Namun, penggunaan media sosial yang seringkali instan dan tanpa pemikiran mendalam dapat menyebabkan masalah. Ketika kita melihat sesuatu yang kontroversial atau buruk di timeline atau feed kita, seringkali kita bereaksi dengan impulsif tanpa benar-benar menyelidiki masalah tersebut atau mendengarkan penjelasan dari pihak terkait. Kita seringkali membagikan berbagai hal secara online atau melontarkan pendapat yang mungkin tidak akan kita ucapkan jika berhadapan langsung dengan seseorang.
Dalam kasus-kasus di mana seseorang melakukan tindakan yang sangat buruk, seperti melakukan kejahatan seksual, tindakan membatasi akses atau memboikot mungkin terlihat jelas. Namun, dalam kasus-kasus di mana tindakan tersebut lebih bersifat subjektif dan memerlukan pemikiran yang lebih dalam, seringkali hal ini tidak dilakukan.
Manusia adalah makhluk yang tidak sempurna dan seringkali melakukan kesalahan. Tindakan seperti doxxing online, yaitu menyebarkan informasi pribadi atau identitas seseorang, memiliki dampak yang bisa mengakibatkan seseorang di-cancel. Pertanyaannya adalah, apa yang memotivasi perubahan yang positif dan tulus? Seorang wanita bernama Amy Cooper, yang memanggil polisi atas seorang pria kulit hitam bernama Christian Cooper selama perselisihan yang viral di Central Park, telah kehilangan pekerjaannya, dijerat dengan tuduhan membuat laporan palsu kepada polisi, dan mendapat ketenaran dan ejekan publik. Meskipun dia telah meminta maaf atas tindakannya, namun siapa yang menentukan kesungguhan permintaan maafnya? Peristiwa-peristiwa rasisme semacam ini masih terjadi setiap hari di media sosial.
Ketika tindakan public shaming dilakukan, masalah sosial yang kompleks diubah menjadi sesuatu yang terindividualisasi.

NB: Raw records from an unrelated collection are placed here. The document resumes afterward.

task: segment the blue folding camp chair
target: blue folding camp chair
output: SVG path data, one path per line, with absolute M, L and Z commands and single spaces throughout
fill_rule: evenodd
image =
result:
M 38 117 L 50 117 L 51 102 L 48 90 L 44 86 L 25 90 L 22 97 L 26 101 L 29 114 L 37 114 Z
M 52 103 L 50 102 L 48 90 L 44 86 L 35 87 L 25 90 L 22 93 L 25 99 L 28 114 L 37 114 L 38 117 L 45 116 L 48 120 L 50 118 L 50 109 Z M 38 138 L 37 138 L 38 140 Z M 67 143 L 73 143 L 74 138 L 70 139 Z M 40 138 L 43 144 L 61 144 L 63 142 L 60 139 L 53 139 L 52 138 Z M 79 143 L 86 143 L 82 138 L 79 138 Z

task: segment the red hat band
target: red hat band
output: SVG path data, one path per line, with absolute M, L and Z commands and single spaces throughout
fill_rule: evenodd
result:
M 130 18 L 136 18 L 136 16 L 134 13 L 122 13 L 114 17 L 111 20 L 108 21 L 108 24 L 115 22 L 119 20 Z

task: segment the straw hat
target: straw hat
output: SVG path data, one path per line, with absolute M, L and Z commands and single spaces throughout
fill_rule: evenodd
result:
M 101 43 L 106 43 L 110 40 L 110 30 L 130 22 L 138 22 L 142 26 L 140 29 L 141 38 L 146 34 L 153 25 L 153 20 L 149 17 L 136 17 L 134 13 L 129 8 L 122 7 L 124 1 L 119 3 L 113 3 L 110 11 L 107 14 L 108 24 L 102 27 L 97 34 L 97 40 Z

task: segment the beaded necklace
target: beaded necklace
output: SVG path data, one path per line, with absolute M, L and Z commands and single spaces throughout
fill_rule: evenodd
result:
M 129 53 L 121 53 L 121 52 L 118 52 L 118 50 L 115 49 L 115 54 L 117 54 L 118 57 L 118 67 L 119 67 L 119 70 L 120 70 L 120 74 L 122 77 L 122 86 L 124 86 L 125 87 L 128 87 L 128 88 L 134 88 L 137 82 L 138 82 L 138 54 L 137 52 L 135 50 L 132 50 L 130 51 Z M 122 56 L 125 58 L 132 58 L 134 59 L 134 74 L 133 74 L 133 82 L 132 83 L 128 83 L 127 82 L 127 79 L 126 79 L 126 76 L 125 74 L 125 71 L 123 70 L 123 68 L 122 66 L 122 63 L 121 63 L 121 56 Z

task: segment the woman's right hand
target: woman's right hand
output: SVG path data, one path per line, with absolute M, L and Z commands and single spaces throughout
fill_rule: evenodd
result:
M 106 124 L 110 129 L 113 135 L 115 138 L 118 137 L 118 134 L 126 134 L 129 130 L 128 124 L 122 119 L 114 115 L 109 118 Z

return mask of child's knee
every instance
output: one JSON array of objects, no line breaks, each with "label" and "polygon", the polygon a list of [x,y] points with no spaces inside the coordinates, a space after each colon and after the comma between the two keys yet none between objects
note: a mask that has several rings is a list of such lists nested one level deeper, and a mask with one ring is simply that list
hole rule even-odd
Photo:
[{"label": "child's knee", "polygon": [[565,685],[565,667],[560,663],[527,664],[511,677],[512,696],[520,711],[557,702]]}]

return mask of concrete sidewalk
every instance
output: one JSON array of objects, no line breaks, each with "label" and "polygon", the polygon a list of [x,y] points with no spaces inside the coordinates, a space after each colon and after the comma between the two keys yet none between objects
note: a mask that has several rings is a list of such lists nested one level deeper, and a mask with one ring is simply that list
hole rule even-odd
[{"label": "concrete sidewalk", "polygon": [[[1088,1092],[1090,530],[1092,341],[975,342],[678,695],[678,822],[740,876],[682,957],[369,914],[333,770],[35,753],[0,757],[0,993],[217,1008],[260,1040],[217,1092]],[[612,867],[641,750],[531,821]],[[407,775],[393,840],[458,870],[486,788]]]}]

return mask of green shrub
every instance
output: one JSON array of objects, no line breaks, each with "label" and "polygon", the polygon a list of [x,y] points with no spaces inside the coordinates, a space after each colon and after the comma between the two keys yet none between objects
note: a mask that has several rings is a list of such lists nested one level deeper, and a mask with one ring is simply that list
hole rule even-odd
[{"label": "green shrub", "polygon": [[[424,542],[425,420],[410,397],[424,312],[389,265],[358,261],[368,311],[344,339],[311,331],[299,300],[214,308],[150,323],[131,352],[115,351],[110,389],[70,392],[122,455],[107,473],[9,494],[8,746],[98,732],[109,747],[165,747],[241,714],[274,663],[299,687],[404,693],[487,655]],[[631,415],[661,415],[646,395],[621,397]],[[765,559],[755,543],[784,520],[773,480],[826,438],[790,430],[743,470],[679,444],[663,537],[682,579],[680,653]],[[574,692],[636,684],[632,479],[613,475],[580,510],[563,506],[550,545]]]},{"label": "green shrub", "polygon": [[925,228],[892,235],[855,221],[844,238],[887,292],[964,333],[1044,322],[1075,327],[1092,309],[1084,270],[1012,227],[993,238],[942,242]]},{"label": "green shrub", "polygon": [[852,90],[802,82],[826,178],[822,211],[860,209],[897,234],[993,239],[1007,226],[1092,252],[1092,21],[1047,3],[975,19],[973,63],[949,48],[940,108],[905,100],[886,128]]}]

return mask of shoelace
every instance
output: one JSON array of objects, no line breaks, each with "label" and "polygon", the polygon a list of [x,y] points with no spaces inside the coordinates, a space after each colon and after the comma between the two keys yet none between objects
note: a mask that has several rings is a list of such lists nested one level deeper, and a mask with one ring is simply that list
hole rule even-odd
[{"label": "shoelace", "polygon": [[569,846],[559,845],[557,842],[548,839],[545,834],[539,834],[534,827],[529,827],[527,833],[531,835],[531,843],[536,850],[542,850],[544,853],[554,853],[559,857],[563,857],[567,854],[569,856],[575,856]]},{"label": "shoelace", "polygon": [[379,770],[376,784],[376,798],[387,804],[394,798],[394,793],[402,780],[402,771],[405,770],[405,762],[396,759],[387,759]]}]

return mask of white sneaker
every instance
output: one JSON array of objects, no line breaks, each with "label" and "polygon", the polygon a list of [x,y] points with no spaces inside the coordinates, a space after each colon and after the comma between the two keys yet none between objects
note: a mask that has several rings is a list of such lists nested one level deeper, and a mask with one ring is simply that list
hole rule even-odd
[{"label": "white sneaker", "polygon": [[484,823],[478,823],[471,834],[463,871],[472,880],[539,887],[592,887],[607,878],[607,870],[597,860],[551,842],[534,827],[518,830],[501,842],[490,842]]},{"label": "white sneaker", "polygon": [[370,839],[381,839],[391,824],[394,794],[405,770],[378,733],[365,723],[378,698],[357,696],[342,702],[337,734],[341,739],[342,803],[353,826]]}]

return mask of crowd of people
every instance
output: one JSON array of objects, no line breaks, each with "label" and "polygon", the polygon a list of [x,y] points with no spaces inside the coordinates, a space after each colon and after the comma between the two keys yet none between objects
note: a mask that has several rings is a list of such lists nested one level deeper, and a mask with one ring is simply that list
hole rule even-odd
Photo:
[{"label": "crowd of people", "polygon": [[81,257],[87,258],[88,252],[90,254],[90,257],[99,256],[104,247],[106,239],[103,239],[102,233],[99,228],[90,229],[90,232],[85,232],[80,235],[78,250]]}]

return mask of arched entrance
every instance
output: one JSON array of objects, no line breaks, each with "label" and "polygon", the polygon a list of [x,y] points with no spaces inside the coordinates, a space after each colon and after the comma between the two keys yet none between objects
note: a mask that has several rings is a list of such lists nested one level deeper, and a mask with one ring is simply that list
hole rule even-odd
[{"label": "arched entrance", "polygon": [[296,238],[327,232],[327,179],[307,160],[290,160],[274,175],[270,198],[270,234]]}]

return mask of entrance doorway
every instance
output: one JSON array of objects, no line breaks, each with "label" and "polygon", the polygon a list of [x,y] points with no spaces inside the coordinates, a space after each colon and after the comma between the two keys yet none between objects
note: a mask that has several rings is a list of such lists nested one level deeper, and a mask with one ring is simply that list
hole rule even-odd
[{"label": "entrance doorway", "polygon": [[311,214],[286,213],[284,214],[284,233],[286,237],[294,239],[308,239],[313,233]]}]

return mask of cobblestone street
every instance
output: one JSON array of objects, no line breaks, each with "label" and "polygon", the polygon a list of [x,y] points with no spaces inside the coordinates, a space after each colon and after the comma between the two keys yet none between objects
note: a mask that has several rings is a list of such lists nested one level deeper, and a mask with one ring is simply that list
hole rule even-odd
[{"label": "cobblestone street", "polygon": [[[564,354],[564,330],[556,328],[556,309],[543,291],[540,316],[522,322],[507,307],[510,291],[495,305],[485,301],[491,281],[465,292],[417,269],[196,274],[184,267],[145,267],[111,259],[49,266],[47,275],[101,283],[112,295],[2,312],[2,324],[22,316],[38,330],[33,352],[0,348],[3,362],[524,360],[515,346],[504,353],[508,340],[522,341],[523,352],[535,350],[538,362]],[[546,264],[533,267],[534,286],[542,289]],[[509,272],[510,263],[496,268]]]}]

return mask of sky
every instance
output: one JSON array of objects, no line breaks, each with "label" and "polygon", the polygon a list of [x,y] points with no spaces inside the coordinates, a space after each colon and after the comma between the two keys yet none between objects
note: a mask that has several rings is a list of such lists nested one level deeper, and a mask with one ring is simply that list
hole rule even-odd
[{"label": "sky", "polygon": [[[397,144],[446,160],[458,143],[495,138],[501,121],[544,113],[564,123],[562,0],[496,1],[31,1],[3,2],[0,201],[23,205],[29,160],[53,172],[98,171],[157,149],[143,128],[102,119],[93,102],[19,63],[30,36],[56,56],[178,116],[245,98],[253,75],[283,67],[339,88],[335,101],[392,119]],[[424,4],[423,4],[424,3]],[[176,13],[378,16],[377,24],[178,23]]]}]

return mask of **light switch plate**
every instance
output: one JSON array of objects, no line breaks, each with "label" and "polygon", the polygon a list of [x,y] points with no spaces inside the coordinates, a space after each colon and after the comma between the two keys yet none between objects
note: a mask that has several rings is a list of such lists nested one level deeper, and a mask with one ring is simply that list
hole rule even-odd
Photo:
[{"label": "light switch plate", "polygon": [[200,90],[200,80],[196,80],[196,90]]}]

Hal ini menempatkan tanggung jawab yang besar pada individu, sementara masalah-masalah institusional dan sistemik yang lebih besar seringkali terabaikan.
Media sosial memang telah mengubah cara kita berkomunikasi dan memberikan lebih banyak cara untuk terhubung. Namun, dalam banyak hal, media sosial juga memisahkan kita dan membuat kita fokus pada hal-hal yang tidak selalu penting.
Kita perlu mengambil langkah mundur dan mendengarkan dengan baik. Dalam menghadapi cancel culture, kita perlu mencari keseimbangan antara tuntutan pertanggungjawaban dengan kesempatan untuk belajar dan berkembang. Menemukan cara yang memungkinkan pertanggungjawaban sekaligus memberikan ruang bagi pertumbuhan dan pendidikan sangat penting dalam mengatasi masalah yang mendasari fenomena cancel culture ini.